When should a user backlink something like “San Francisco” or “Alex Macau”?

Backlink entities—especially anything that starts with a capital letter. “San Francisco” (a city) and “Alex Macau” (a person) are treated as entity notes. The backlink captures the association (e.g., San Francisco is in California) and keeps the network of relationships organized.

When does a tag make more sense than a backlink?

Use tags when the goal is to retrieve a set of notes as a list rather than to express relationships between notes. Examples include “recipe” for a cookbook-style list, “book” for a library of book notes, and “article draft” for all unpublished writing. The transcript contrasts this with backlinks, which are better for linking related entities.

How can a daily reflection be handled using backlinks or tags?
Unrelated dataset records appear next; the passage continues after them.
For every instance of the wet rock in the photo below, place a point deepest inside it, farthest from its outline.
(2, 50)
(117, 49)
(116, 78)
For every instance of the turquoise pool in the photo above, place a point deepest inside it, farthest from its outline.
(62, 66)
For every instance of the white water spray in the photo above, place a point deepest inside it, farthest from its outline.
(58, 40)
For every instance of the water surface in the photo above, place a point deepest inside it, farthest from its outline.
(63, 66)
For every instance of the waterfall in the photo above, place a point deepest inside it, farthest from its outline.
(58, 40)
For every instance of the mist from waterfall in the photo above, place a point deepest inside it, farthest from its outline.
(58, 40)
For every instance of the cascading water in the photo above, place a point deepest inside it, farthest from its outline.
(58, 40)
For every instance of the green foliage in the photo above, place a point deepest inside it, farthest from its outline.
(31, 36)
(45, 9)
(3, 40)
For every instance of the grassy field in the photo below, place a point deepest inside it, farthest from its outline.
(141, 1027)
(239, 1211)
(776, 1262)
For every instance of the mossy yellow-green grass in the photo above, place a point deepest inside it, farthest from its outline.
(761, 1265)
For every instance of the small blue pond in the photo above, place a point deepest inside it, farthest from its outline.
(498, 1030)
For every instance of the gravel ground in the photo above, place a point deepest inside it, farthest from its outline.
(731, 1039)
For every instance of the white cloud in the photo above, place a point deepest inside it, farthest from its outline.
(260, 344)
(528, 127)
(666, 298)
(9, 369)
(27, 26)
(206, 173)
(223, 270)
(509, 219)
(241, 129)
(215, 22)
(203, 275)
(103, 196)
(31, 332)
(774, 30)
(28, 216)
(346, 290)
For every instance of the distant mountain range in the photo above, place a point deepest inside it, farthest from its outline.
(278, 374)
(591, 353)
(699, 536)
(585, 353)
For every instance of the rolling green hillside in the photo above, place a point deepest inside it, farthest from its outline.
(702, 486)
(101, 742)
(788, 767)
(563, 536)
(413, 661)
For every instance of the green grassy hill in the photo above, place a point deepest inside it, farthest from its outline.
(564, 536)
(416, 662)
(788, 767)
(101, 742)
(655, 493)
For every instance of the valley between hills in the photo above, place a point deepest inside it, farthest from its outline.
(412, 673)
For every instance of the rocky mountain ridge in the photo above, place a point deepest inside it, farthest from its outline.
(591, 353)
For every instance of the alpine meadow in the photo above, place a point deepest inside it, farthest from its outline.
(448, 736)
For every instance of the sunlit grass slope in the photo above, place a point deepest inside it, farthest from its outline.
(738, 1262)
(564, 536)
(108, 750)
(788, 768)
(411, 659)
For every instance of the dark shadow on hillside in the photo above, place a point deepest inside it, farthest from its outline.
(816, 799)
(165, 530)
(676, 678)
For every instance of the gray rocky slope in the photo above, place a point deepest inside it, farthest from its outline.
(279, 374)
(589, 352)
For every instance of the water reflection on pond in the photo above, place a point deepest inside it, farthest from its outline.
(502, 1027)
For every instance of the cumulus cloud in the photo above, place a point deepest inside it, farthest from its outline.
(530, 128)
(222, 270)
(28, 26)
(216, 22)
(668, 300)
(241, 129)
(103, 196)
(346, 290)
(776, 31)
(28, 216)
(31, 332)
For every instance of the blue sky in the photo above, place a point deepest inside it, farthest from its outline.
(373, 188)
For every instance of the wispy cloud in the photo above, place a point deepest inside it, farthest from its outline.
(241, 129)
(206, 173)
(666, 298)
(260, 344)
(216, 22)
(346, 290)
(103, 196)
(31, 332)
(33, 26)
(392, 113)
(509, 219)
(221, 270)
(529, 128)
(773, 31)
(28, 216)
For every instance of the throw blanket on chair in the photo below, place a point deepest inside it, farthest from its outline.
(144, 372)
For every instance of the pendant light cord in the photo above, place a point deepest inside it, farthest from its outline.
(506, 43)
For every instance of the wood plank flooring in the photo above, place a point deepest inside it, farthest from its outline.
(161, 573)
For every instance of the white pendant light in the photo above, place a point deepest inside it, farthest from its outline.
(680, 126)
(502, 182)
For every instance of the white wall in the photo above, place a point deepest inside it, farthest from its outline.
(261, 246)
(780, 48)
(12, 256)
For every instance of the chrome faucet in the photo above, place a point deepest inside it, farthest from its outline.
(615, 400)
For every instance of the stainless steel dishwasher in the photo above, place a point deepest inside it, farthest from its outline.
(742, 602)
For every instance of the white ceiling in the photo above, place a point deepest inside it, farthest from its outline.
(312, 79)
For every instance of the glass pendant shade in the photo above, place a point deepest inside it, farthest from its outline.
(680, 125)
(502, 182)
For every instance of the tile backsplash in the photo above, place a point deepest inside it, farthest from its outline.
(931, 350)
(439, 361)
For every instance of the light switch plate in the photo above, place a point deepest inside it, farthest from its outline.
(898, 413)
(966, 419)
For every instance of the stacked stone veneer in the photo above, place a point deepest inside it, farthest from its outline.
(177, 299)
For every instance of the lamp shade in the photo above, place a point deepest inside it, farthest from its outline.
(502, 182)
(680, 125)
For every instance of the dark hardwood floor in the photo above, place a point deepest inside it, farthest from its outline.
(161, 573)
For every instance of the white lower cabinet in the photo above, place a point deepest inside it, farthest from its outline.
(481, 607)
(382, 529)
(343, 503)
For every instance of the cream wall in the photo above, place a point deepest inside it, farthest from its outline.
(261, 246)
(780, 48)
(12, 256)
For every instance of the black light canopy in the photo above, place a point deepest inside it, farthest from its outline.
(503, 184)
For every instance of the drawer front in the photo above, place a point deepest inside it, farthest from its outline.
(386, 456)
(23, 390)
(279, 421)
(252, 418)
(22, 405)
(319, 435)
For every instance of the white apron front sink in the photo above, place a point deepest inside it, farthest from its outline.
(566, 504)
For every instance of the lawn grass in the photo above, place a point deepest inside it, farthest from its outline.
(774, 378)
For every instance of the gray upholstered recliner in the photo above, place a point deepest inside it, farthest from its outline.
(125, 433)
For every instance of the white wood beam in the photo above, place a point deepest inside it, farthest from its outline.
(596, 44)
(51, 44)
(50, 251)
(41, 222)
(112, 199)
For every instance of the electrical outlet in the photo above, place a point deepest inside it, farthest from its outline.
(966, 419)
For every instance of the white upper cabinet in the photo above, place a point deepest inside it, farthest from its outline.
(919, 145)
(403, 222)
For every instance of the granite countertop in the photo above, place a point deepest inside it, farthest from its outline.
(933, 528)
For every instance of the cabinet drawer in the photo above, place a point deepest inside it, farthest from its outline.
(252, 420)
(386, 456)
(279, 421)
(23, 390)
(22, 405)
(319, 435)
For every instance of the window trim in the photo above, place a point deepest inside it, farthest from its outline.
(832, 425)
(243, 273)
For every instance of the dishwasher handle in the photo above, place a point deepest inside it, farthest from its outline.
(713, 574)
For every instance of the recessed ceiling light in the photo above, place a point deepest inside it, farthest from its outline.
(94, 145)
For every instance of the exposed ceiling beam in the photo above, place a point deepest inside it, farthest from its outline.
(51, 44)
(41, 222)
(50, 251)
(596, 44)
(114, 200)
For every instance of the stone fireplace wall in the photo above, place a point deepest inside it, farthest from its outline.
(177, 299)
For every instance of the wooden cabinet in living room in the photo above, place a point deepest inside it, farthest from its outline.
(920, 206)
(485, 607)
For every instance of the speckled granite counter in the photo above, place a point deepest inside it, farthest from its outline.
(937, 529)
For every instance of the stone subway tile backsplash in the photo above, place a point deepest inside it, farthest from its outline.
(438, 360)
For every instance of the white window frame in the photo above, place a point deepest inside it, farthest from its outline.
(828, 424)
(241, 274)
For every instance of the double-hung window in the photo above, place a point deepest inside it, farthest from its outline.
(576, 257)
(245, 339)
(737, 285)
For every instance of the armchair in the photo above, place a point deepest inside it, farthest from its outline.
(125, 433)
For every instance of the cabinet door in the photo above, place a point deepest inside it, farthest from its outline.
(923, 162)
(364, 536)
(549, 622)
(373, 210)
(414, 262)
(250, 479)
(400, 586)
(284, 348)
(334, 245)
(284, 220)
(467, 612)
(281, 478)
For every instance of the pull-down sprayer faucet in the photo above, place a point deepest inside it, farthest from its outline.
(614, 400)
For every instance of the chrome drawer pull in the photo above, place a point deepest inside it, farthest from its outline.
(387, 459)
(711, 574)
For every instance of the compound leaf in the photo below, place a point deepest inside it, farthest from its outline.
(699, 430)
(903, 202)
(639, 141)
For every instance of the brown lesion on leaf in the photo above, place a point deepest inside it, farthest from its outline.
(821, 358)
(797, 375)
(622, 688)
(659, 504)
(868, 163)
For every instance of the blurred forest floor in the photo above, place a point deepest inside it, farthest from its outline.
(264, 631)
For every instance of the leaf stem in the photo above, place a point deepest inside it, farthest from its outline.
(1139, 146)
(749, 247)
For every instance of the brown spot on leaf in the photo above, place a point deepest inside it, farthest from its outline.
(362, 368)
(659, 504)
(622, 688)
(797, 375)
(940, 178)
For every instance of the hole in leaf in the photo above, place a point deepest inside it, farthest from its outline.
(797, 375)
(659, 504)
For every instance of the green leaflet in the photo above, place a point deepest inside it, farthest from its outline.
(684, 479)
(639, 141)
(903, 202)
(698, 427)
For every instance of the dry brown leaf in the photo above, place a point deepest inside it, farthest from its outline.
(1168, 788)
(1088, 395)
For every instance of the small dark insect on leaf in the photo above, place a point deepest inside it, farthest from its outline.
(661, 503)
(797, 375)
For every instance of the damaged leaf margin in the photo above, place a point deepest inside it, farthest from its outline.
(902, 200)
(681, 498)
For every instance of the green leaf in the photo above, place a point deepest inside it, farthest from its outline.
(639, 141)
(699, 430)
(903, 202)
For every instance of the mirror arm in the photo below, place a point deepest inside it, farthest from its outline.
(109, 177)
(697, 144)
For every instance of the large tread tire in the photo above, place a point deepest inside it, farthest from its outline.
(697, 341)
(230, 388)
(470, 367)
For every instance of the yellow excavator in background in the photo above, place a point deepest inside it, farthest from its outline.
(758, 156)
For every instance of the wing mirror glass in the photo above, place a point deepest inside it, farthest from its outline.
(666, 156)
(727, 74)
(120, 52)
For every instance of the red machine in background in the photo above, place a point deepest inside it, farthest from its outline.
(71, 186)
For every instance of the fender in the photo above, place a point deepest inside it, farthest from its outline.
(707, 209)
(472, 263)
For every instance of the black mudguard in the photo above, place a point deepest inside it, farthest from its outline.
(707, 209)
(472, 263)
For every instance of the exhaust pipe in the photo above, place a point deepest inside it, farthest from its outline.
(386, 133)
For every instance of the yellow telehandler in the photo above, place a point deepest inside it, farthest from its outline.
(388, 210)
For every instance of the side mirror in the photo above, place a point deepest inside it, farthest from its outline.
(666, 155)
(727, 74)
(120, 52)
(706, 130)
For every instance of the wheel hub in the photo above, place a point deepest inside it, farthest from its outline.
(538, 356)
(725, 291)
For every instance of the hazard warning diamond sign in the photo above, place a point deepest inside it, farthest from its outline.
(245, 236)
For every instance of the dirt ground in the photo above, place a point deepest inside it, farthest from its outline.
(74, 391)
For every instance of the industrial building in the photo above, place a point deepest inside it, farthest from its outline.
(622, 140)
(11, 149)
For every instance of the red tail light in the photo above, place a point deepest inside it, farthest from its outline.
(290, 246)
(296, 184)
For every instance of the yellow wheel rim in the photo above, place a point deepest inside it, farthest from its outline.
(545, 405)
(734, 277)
One approach is to keep daily reflections inside a daily note and backlink the daily reflection note so it still appears in incoming backlinks, giving an organized list by date. Another approach is to add a tag to daily reflections so clicking the tag shows all daily reflections. The choice is presented as personal preference.

What role does AI automation play in the workflow?

Backlinks can be accelerated with an AI prompt such as “decorate my writing with backlinks,” which can add backlinks automatically. Tags are described as trickier because they depend on individual categorization choices, so they generally require manual setup.

Review Questions

  1. If you want to quickly browse all notes about recipes, which mechanism fits best—backlinks or tags—and why?
  2. How would you structure an entity note that receives multiple backlinks over time (what goes in the main note vs. what goes underneath)?
  3. What decision rule helps determine whether something should be a backlink or a tag when you’re taking notes quickly?

Key Points

  1. 1

    Use backlinks to create bidirectional associations between notes and rely on incoming backlinks to surface related content.

  2. 2

    Backlink capitalized “entities” such as people, places, companies, and meetings to keep relationships explicit.

  3. 3

    Store evergreen context in the backlink target note, then add specific instances (like meeting details) as bullet points underneath.

  4. 4

    Use tags to build lists for quick retrieval when the goal is collection rather than relationship mapping.

  5. 5

    Tags work best for categories like recipes, books, cities, and article drafts where a single click should show all matching notes.

  6. 6

    When uncertain, default to backlinks; add tags later if you need a dedicated list view.

  7. 7

    Automate backlink creation with an AI prompt, but expect to set up tags manually due to personal categorization preferences.

Highlights

Backlinks turn relationships into something you can browse via incoming backlinks, while tags turn labels into clickable lists.
A clean pattern emerges: evergreen context lives in the entity note; week-to-week specifics go underneath as bullets.
Backlink “entities” (capitalized items) and tag collections (recipes, books, article drafts) to avoid cognitive overload.
Daily reflections can be managed either through backlinks (organized by date) or tags (click-to-list), depending on preference.